Open samarth12 opened 3 years ago

samarth12 commented 3 years ago

I ran the standard example and walk through it in the debugger.

from jiwer import wer

ground_truth = "hello world"
hypothesis = "hello duck"

error = wer(ground_truth, hypothesis)

In the steps, it uses the _preprocess() function to convert the words/tokens into integer representations.

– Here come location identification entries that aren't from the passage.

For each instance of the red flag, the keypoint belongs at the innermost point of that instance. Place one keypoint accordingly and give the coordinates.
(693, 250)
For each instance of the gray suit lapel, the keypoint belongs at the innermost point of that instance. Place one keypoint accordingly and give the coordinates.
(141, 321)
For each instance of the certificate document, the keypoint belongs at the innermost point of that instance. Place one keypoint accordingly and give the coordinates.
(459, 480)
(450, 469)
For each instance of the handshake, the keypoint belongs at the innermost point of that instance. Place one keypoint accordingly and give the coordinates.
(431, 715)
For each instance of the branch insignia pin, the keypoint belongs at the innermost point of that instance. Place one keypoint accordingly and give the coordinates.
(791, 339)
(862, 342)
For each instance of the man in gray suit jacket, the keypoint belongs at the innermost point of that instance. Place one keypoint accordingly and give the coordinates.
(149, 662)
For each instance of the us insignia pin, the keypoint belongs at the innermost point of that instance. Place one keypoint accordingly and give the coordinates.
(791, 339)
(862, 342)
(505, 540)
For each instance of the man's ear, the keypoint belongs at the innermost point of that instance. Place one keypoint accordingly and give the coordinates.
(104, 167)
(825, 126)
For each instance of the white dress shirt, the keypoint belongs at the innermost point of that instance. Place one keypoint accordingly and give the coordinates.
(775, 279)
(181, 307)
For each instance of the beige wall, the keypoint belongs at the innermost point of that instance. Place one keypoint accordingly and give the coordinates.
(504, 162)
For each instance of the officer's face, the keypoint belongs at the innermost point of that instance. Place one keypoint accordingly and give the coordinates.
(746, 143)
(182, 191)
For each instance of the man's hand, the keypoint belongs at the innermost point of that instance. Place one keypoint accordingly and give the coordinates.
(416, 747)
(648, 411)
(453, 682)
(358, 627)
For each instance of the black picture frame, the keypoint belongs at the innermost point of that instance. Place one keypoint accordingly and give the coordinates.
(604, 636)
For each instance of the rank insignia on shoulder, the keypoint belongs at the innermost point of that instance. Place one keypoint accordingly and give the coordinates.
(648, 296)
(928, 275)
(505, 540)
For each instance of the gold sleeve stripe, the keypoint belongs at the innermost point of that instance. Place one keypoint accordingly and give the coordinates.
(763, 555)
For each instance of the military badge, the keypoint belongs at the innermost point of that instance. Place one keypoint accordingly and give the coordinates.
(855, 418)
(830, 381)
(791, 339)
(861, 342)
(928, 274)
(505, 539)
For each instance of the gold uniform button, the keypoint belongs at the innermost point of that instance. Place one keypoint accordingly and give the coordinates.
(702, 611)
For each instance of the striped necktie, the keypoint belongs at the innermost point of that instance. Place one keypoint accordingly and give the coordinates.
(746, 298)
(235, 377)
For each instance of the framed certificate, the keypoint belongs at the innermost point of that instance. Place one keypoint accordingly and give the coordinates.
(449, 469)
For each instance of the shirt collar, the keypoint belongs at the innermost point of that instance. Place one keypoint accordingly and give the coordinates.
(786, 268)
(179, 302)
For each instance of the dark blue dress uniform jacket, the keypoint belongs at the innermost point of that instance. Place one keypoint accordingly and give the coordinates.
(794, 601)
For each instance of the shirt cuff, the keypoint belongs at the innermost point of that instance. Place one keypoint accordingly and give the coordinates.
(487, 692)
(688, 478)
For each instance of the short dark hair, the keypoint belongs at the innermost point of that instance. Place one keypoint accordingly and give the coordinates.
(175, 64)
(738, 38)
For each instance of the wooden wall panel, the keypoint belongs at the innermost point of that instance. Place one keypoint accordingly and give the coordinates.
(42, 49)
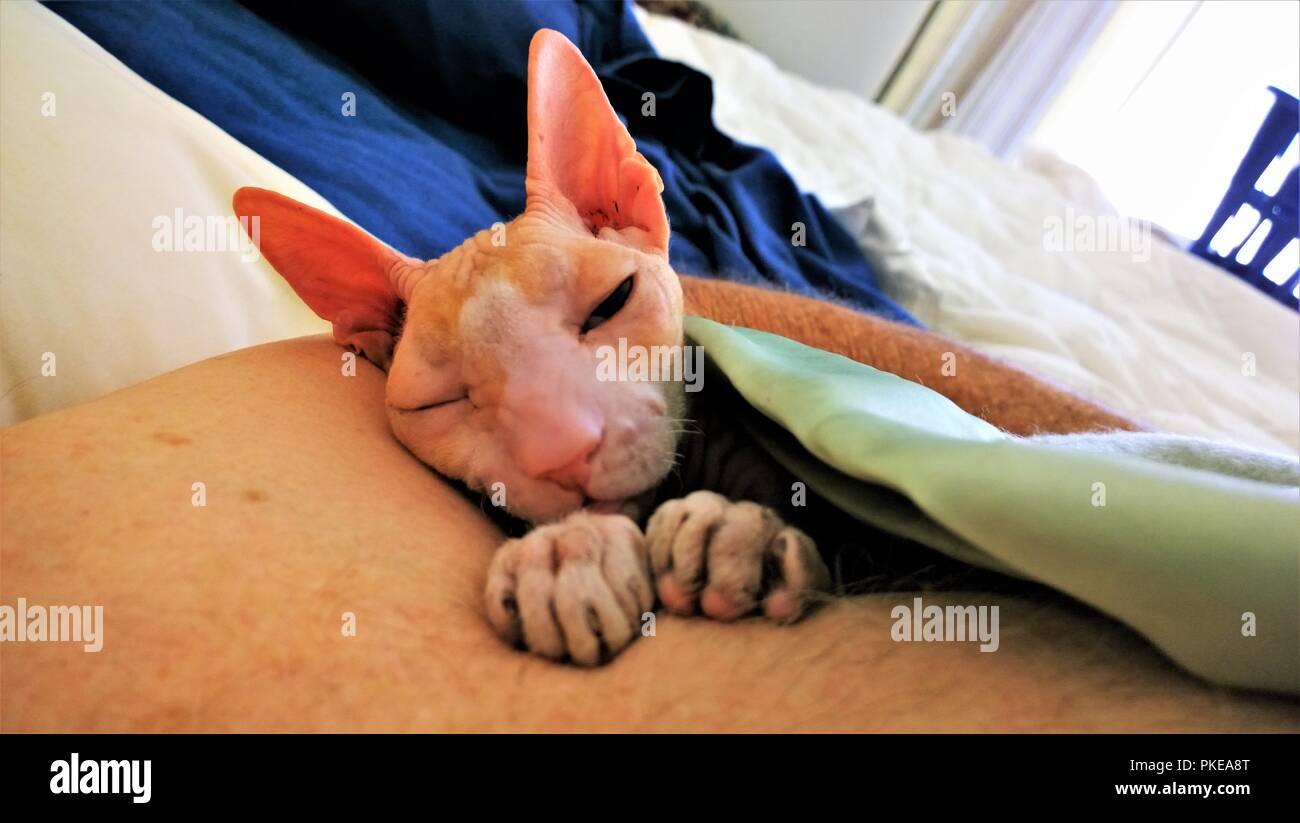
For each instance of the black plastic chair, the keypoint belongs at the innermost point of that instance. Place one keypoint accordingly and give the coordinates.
(1273, 138)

hello world is converted to \x00\x02 and hello duck is converted to \x00\x01. Then the Levenshtein distance is calculated on these strings rather than the original words. I am not sure how that maps to the original definition of Word Error Rate.

Can somebody explain to me what is happening?

nikvaessen commented 3 years ago

Informally, the Levenshtein distance between two words is the minimum number of single-character edits (insertions, deletions or substitutions) required to change one word into the other. (https://en.wikipedia.org/wiki/Levenshtein_distance)

Due to the fact that we convert each word in a sentence to an unique integer such as \x00, the ground truth and hypothesis sentences become two "words" of integer tokens. We can then use the Levenshtein distance to calculate the insertions (I), deletions (D) or substitutions (S) required to change the hypothesis "integer word" into the ground truth "integer word". We can than simply plug the S, D, and I values we found in the WER formula.

samarth12 commented 3 years ago

Oh, I realized this a little late, the Levenshtein distance in WER is calculated on words rather than characters. So that is done to convert each word into a unique ID, makes sense now. Thank you!